Turmoil in global supply chains due to Ukraine crisis may impact economy

2. Aqaba Container Terminal (ACT) copy
(Photo: Jordan News)
AMMAN — The repercussions of the pandemic are still threatening the growth of the national economy, and economic recovery is being exacerbated by the crisis in Ukraine. A number of economists fear that the conflict will affect supply chains which depend on components and goods coming from Russia and Ukraine, and some also say that it may contribute to inflation. اضافة اعلان

In light of pressure from the pandemic and exposure to the possible repercussions of the Ukrainian crisis, some experts are calling for alternative supply chains in order to spare the economy the risks of inflation and high interest rates.
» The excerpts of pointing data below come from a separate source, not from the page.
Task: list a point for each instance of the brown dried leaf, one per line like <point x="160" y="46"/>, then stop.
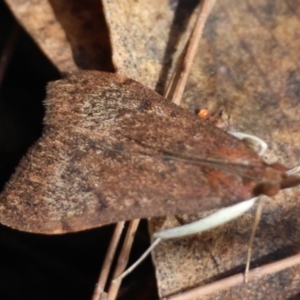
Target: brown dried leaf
<point x="115" y="150"/>
<point x="248" y="63"/>
<point x="73" y="34"/>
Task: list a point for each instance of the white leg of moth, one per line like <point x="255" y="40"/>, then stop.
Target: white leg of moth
<point x="216" y="219"/>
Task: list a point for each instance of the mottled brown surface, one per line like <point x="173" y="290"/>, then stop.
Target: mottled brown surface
<point x="72" y="34"/>
<point x="114" y="150"/>
<point x="248" y="63"/>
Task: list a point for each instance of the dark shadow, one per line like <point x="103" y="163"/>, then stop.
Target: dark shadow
<point x="87" y="32"/>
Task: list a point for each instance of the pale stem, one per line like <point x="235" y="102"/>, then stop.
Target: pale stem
<point x="99" y="289"/>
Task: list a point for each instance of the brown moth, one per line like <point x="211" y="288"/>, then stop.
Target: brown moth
<point x="113" y="150"/>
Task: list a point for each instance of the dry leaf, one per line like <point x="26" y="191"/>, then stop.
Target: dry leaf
<point x="248" y="64"/>
<point x="114" y="150"/>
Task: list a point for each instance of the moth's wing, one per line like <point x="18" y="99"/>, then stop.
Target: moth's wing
<point x="114" y="150"/>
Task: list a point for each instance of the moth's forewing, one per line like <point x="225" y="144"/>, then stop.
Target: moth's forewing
<point x="114" y="150"/>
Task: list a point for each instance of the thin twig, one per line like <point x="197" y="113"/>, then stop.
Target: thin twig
<point x="189" y="53"/>
<point x="99" y="289"/>
<point x="8" y="51"/>
<point x="238" y="279"/>
<point x="254" y="228"/>
<point x="123" y="259"/>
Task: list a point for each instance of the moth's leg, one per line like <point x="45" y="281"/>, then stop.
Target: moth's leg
<point x="216" y="219"/>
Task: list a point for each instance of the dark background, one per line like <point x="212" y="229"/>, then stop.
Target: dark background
<point x="37" y="266"/>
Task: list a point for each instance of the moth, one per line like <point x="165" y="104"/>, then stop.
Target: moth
<point x="114" y="150"/>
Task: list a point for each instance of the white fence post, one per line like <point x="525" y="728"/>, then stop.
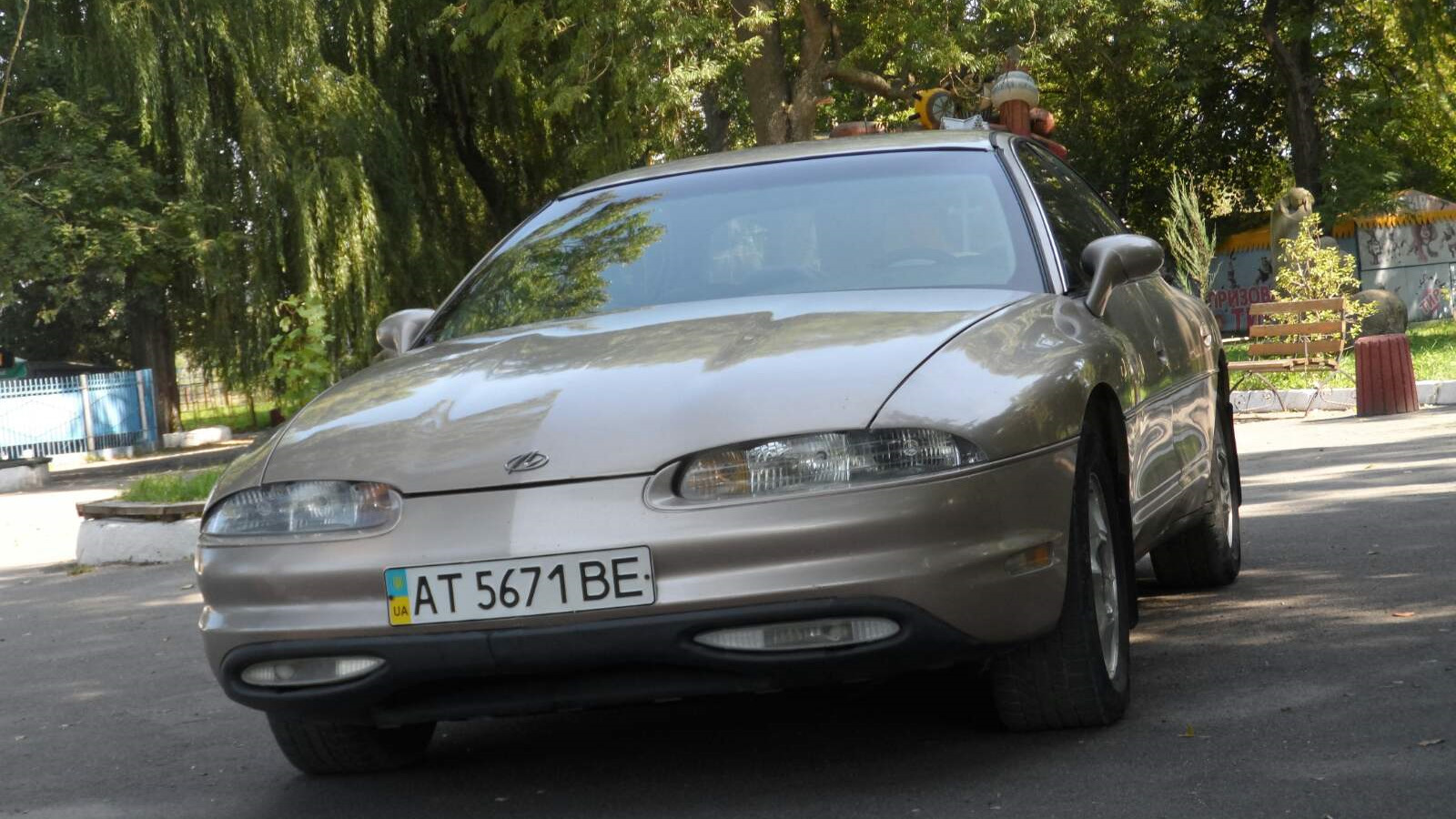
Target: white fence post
<point x="91" y="436"/>
<point x="142" y="407"/>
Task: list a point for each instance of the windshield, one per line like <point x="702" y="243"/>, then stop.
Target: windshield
<point x="863" y="222"/>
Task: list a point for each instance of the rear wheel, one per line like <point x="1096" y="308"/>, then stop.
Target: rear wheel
<point x="1079" y="675"/>
<point x="1210" y="552"/>
<point x="337" y="748"/>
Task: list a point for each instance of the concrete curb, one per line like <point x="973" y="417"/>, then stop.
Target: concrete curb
<point x="201" y="436"/>
<point x="111" y="540"/>
<point x="1429" y="392"/>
Jordan News spoke with a number of economic experts to find out how the Jordanian economy can benefit from the flexibility of supply chains.
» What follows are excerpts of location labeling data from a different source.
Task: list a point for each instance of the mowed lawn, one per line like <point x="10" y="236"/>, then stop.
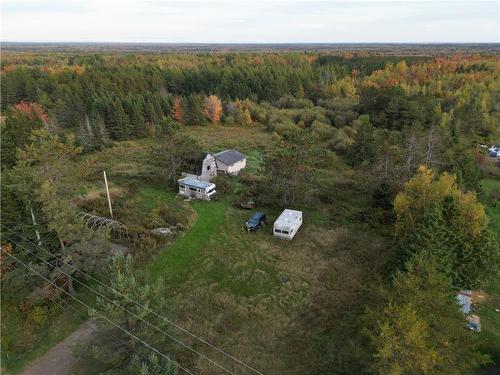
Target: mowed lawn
<point x="216" y="250"/>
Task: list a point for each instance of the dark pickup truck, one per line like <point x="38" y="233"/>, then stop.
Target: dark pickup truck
<point x="255" y="222"/>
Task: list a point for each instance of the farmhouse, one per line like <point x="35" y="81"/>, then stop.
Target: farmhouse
<point x="230" y="162"/>
<point x="194" y="188"/>
<point x="287" y="224"/>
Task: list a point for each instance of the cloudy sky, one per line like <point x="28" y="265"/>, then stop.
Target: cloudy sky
<point x="270" y="21"/>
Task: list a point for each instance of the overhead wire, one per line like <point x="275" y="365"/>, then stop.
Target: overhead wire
<point x="101" y="316"/>
<point x="127" y="310"/>
<point x="145" y="308"/>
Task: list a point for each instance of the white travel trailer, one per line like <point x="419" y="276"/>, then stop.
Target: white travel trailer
<point x="194" y="188"/>
<point x="287" y="224"/>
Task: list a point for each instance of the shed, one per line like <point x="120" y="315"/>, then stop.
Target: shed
<point x="230" y="161"/>
<point x="194" y="188"/>
<point x="287" y="224"/>
<point x="464" y="298"/>
<point x="204" y="168"/>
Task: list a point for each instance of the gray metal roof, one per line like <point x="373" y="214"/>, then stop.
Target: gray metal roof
<point x="193" y="182"/>
<point x="229" y="157"/>
<point x="287" y="219"/>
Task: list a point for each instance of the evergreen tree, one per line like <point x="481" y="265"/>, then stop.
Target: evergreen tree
<point x="419" y="328"/>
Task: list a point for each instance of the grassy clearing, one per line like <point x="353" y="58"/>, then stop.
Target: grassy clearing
<point x="22" y="342"/>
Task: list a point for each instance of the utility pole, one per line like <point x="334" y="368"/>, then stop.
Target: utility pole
<point x="107" y="192"/>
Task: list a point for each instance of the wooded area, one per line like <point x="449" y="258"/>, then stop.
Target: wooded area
<point x="381" y="151"/>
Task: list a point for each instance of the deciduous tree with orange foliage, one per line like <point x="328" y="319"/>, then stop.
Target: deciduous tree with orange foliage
<point x="212" y="108"/>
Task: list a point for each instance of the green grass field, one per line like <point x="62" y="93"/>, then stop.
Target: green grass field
<point x="22" y="342"/>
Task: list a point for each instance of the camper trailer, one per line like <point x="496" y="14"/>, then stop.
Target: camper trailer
<point x="194" y="188"/>
<point x="287" y="224"/>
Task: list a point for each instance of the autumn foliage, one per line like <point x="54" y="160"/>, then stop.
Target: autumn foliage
<point x="212" y="108"/>
<point x="177" y="112"/>
<point x="31" y="110"/>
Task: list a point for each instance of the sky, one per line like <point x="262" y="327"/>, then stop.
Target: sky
<point x="271" y="21"/>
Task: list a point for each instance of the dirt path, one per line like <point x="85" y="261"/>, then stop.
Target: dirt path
<point x="59" y="360"/>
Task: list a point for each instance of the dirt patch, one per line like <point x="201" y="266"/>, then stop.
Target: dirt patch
<point x="59" y="360"/>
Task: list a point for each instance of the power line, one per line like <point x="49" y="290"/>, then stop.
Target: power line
<point x="106" y="338"/>
<point x="146" y="308"/>
<point x="101" y="316"/>
<point x="128" y="311"/>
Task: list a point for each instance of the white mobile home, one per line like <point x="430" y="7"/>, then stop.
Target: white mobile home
<point x="230" y="162"/>
<point x="287" y="224"/>
<point x="194" y="188"/>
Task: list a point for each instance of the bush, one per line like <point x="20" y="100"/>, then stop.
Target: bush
<point x="38" y="315"/>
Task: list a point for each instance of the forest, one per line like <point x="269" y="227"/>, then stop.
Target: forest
<point x="385" y="153"/>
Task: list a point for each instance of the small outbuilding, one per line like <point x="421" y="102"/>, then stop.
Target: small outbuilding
<point x="464" y="298"/>
<point x="287" y="224"/>
<point x="230" y="162"/>
<point x="193" y="188"/>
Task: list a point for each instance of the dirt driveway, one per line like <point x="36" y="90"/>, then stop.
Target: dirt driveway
<point x="59" y="360"/>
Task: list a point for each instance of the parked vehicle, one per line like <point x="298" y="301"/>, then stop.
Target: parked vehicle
<point x="256" y="221"/>
<point x="248" y="205"/>
<point x="287" y="224"/>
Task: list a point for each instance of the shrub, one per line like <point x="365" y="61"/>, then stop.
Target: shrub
<point x="38" y="315"/>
 Economist Wajdi Makhamreh said that supply chains which are flexible in terms of cost and ease have a positive effect on the Jordanian economy, both in terms of the flow of imports and in terms of lowering production costs.

Economic expert Hossam Ayesh explained that after the end of pandemic closures, supply chains could not meet increasing global demand either due to overcrowding or inflexibility, which caused a rise in the price of oil and many foodstuffs and resulted in massive global inflation and a decrease in living standards.
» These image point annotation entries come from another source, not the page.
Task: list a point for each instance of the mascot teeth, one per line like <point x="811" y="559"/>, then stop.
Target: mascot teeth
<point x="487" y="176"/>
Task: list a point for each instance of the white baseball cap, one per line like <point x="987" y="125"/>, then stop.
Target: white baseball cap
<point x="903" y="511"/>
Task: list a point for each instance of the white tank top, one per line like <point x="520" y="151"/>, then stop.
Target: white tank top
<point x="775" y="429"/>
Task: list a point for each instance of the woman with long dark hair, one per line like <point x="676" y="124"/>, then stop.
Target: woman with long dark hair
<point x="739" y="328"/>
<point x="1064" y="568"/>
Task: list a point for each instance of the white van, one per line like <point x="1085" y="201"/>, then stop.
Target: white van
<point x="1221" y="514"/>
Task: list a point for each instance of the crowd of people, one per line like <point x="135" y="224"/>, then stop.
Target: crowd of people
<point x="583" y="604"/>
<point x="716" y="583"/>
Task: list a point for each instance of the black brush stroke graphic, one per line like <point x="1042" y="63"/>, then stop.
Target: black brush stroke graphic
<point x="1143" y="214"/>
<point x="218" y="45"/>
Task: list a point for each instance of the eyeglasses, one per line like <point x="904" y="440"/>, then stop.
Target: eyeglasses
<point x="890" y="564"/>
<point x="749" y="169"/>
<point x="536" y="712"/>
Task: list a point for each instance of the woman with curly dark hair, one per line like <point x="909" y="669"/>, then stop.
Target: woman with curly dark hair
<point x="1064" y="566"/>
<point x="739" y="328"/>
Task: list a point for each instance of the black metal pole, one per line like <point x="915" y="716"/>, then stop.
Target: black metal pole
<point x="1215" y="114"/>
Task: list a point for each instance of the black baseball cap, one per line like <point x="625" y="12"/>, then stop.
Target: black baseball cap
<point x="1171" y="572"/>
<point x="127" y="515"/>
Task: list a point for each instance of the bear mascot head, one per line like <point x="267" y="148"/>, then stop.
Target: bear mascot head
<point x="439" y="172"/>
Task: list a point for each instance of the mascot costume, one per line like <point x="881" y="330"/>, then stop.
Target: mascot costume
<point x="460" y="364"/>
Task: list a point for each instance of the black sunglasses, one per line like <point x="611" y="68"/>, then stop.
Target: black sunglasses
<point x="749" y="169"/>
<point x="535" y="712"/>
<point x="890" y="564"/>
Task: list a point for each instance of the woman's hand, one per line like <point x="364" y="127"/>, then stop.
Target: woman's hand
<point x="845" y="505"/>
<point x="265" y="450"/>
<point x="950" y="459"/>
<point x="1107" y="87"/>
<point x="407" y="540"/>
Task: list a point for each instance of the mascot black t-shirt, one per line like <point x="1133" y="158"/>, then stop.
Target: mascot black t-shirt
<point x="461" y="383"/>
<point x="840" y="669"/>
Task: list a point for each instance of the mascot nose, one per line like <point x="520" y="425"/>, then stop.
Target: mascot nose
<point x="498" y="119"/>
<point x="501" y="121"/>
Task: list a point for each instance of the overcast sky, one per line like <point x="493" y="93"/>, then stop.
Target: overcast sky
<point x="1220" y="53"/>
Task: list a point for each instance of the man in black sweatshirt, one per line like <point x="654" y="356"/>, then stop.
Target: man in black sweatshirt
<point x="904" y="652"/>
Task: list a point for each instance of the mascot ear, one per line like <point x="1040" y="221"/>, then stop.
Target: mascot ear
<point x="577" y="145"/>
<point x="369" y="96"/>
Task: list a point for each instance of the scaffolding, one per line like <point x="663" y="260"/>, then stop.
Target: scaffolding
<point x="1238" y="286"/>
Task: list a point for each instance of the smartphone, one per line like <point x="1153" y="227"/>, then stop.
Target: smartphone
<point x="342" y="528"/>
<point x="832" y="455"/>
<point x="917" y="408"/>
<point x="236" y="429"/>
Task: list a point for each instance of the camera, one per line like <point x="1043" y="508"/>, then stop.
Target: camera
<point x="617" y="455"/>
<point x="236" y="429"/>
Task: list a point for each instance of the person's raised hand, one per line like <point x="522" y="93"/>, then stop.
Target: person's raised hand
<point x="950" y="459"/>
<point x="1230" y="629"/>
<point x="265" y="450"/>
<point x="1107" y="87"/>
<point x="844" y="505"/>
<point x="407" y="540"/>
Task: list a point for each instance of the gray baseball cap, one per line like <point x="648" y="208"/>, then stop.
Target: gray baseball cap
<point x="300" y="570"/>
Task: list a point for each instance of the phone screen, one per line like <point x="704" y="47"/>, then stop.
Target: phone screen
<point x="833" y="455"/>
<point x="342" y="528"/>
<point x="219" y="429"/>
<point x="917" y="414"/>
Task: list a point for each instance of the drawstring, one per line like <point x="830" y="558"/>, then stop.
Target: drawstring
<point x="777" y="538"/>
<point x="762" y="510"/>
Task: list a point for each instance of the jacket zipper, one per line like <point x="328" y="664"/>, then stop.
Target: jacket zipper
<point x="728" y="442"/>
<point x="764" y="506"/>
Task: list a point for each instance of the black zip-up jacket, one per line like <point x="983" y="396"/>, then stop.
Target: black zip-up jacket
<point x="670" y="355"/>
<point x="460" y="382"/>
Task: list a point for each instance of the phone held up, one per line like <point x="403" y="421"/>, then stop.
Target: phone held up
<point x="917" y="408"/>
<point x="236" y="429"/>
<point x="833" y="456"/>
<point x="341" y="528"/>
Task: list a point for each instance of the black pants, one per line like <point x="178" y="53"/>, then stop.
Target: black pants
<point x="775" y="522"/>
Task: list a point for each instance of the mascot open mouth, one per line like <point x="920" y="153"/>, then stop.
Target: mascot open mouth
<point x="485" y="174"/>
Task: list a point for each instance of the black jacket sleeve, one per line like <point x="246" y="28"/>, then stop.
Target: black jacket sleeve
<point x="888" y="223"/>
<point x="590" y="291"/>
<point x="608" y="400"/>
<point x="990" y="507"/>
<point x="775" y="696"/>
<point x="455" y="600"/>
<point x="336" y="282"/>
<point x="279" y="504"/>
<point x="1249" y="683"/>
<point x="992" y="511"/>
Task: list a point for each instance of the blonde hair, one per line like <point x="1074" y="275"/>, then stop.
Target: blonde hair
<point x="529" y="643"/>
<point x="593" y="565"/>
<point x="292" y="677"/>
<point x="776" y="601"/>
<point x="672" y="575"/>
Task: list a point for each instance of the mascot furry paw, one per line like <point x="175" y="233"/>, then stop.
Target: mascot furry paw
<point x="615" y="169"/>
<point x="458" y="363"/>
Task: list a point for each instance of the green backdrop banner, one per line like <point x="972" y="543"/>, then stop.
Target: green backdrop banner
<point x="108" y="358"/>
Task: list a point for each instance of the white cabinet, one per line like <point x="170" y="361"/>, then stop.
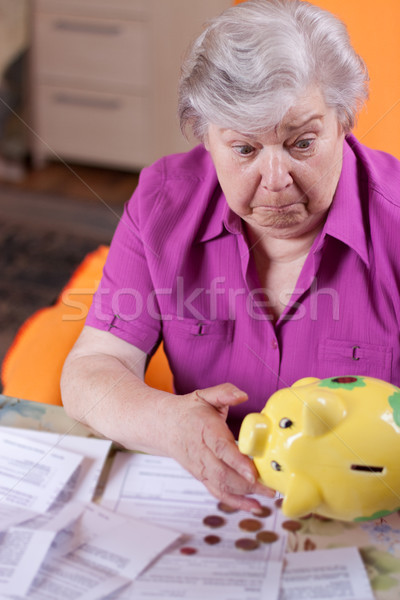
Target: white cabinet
<point x="104" y="74"/>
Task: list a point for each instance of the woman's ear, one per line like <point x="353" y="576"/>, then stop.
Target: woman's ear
<point x="206" y="141"/>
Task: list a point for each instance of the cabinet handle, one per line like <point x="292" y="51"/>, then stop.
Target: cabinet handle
<point x="86" y="102"/>
<point x="87" y="27"/>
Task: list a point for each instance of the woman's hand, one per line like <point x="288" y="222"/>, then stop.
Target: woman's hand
<point x="200" y="440"/>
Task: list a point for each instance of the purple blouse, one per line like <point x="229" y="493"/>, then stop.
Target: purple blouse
<point x="180" y="270"/>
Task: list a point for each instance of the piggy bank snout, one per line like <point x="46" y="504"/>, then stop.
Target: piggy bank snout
<point x="253" y="436"/>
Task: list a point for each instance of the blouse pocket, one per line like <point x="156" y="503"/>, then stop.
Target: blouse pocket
<point x="201" y="330"/>
<point x="342" y="357"/>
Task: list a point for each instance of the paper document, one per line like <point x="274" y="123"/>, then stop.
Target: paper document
<point x="336" y="574"/>
<point x="219" y="557"/>
<point x="32" y="474"/>
<point x="99" y="554"/>
<point x="92" y="450"/>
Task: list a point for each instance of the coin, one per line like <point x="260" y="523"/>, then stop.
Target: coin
<point x="291" y="525"/>
<point x="267" y="537"/>
<point x="264" y="511"/>
<point x="226" y="508"/>
<point x="214" y="521"/>
<point x="250" y="524"/>
<point x="212" y="539"/>
<point x="246" y="544"/>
Ayesh added that the conflict in Ukraine requires Jordan to change its economic model in order to reduce its demand for imports from distant countries and regions exposed to crisis. He concluded that what is happening globally is a lesson for Jordan and an opportunity to improve levels of food and economic security by reducing the need for long and unreliable supply chains.

 On the other hand, economist Mazen Marji believes that the impacts of the Ukraine crisis are limited. Marji argued that Ukraine does not represent a large volume of Jordan’s imports or production inputs, and that there is enough flexibility in global supply chains to mitigate any negative effects on the national economy. Additionally, imports from Europe to Jordan are less than 2 billion euros per year, and exports from Jordan to Europe are less than 300 million euros per year.

Finally, Marji does not expect sanctions on Russia to affect European production inputs in the near future, minimizing any impact the crisis might have on those limited imports. However, the crisis will affect global oil prices, which will in turn affect Jordan, despite most Jordanian oil imports coming from countries where there are no current disruptions, Marji explained.

Marji said that the most important impact of the crisis on Jordan’s economy may be its effect on Jordanians working in Ukraine or Jordanian investors with projects in that country.